More than two million households shopped in bargain stores, such as Poundland, Home Bargains and B&M, for the first time, with 52% of households having purchased from Poundland alone.
Bargain stores are now shopped by 78% of British households, making them even more popular than the discounters Aldi and Lidl, who are visited by 75% of households.
Nielsen’s UK head of retailer and business insight Mike Watkins said: “The rising spend at bargain stores is driven by two things: The huge rise in first-time visitors and, more importantly from a long-term perspective, shoppers buying a larger repertoire of products from bargain stores – some of which they previously bought from mainstream retailers.”
Among everyday grocery items purchased at bargain stores, household goods, packaged grocery, confectionery and health and beauty products are the most popular, accounting for 63% of bargain store grocery sales.
Fruit and vegetables have seen the biggest rise in popularity, albeit from a small base, over the last year in terms of number of shoppers and frequency of purchase.
“People are starting to visit for their regular grocery staples and more experienced bargain store shoppers are becoming interested in adding fresh produce to their repertoire.

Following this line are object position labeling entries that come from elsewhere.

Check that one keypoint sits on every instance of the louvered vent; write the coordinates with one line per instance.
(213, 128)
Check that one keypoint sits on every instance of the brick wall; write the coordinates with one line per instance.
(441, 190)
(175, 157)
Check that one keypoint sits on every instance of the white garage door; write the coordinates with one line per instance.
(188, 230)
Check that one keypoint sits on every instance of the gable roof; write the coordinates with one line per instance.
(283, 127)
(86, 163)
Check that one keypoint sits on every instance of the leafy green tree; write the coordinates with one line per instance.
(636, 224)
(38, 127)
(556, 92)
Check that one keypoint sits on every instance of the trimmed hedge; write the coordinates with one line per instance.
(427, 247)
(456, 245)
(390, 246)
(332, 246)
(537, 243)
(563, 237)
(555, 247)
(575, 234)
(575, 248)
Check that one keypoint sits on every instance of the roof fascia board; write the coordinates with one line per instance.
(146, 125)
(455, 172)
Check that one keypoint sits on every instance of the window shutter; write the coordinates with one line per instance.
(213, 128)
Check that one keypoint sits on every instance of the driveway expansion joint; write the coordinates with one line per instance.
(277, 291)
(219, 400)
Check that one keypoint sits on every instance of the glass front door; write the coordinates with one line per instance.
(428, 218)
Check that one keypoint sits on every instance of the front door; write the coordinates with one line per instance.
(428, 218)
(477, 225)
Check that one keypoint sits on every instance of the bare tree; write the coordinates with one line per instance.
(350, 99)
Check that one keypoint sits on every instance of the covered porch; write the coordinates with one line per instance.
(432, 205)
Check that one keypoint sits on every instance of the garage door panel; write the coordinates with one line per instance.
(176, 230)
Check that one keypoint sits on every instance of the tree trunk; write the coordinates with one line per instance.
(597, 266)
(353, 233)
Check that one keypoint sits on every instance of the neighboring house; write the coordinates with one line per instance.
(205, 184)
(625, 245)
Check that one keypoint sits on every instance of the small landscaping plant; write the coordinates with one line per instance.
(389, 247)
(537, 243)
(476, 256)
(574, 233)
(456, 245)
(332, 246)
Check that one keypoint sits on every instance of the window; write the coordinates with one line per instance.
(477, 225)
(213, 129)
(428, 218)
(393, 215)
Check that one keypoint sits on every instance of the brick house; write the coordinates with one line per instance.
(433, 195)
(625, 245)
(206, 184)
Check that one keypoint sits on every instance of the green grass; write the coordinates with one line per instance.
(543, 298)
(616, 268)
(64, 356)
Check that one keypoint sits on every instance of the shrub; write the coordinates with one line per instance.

“This is similar to what we saw some years ago with Aldi and Lidl who initially attracted shoppers with special buys for non-food items and low prices on groceries,” Watkins added.
The growth in sales has also been driven by bargain stores moving beyond just the £1 price tag, which Watkins says, “resonates well with shoppers because removing the £1 ‘straitjacket’ allows stores to offer good value across a much wider range of products, which makes for bigger baskets and more expensive trips.”
Almost one in four items sold in bargain stores now cost more than £1.
Around 31% of the increased annual amount Britons spent at bargain stores came from people shifting spend away from supermarkets and health and beauty retailers, with the top four supermarkets “the most affected by this switching” according to the data.